# Bloody kids



## Neil (May 7, 2002)

Just walking back to my car in a public car park around lunchtime today and saw some skateboarding kids walking near it - as they passed it, one of them blatantly gobbed all over the back window. 

I shouted at him, and they all legged it, but what can you do? - you can't exactly chase after them and clip em round the ear, or you get done for assaulting a kid.

What sort of shitty world do we live in where kids have got nothing better to do than hang round in groups gobbing on nice cars??!!

Ggggggrrrrrrrrr....


----------



## vlastan (May 6, 2002)

I would have gobbed at his skateboard!!


----------



## pgm (May 7, 2002)

I would have rammed his skateboard in his gob!


----------



## DXN (May 18, 2002)

Well 'ard some kids are eh.
I agree, what a nobber!! Sad but his mates probably thought he was really cool!

Luckily he didn't drag his skate board down the back of the wing or sumething like that.
Its these type of idiots that do these spontaneous bored activities.


----------



## TTotal (Aug 12, 2002)

Maybe they were being kind and trying to clean it for you :


----------



## DXN (May 18, 2002)

> Maybe they were being kind and trying to clean it for you Â :


lol... drooling on it for being such a nice car!


----------



## Guest (Feb 3, 2003)

Little shitbags!!!!!! I would have made them lick it back up!


----------



## jgoodman00 (May 6, 2002)

How old were they? If they were 13+, then they should be old enought to know the consequences. A small 'slap', just enough to make them cry infront of their mates should stop them from doing it again...


----------



## Neil (May 7, 2002)

> How old were they? If they were 13+, then they should be old enought to know the consequences. A small 'slap', just enough to make them cry infront of their mates should stop them from doing it again...


About 12/13.

You can't just slap a kid these days though can you? Sod's law the little brat would take my number plate and his parents / police would be round my house pronto to do me for kiddy-bashing.


----------



## Silversea (Jun 18, 2002)

You should have booted them all right in the sack Â [smiley=rolleyes5.gif] and given them a firm warning that if they called the "Bizzies" Â [smiley=policeman.gif] you would send the boys round to do a job on their skateboards [smiley=kid.gif]

Spotty little shits


----------



## raven (May 7, 2002)

The trouble is that a group of 12/13 year olds are quite capable of beating the shit out of anyone. The days of a short sharp slap are sadly gone. Kids have very little respect for their elders and know their rights only too well...

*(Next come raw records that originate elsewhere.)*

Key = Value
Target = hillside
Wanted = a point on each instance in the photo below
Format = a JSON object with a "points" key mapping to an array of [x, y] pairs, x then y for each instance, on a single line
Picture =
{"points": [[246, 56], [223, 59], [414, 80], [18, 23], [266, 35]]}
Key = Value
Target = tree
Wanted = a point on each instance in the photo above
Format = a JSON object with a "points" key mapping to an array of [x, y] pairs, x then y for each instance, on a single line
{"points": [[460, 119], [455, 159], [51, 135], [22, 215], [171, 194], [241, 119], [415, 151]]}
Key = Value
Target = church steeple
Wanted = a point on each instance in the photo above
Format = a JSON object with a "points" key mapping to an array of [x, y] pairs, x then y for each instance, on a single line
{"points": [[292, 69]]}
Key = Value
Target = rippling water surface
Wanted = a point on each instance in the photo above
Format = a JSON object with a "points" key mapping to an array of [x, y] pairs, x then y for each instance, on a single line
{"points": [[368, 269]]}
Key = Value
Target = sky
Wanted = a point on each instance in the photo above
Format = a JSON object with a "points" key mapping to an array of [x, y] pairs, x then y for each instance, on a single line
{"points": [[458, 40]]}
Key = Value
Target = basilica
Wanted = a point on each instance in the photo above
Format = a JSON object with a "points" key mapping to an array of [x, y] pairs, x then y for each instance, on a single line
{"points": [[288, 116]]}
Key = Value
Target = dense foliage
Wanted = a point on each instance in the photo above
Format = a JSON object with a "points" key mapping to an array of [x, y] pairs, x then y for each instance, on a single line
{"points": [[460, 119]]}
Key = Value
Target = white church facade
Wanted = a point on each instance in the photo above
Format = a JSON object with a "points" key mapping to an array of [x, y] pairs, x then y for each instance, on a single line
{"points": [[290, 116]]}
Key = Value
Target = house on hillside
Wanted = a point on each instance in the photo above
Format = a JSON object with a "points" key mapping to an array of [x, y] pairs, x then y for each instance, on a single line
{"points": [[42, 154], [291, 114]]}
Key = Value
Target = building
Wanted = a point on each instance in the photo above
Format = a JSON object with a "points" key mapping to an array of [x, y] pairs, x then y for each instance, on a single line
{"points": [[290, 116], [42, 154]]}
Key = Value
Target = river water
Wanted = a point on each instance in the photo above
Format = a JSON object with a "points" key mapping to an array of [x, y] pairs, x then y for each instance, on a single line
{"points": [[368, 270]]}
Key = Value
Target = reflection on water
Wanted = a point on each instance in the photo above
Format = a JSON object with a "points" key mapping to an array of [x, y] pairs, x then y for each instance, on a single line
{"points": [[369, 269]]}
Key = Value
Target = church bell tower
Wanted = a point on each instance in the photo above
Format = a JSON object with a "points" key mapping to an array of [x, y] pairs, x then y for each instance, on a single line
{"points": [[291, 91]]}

When it was snowing last week, I saw from my window about four kids throwing snow balls at each other in the road. These icy rock like objects were being thrown like cricket balls, and most of them were hitting cars. I didn't shout down to them cos I thought I'd get a tear in the hood of my TT or something. OH FOR A GARAGE!


----------



## vlastan (May 6, 2002)

The kids here where throwing snow balls with gravel in it and found two of them around my car!!

Kids today are dangerous. They are bored and don't give a shit about anything or anybody.

We used to be good kids at our times...never did anything as today's kids.


----------



## BreTT (Oct 30, 2002)

"We" may never have done anything as kids, but there were those that did. Rose tinted glasses are wonderful.

Sorry to hear that your car got gobbed on - at least it can be washed off. If you rise to them, you will become a confirmed target. Ignore and hopefully they will go away. :-/


----------



## vernan (May 27, 2002)

It's just unpleasant jealousy. Like the kids who gave me a w***ker sign the other day, which I returned cheerily.

Actually, that said, they might have had a point, although they didn't know me..............


----------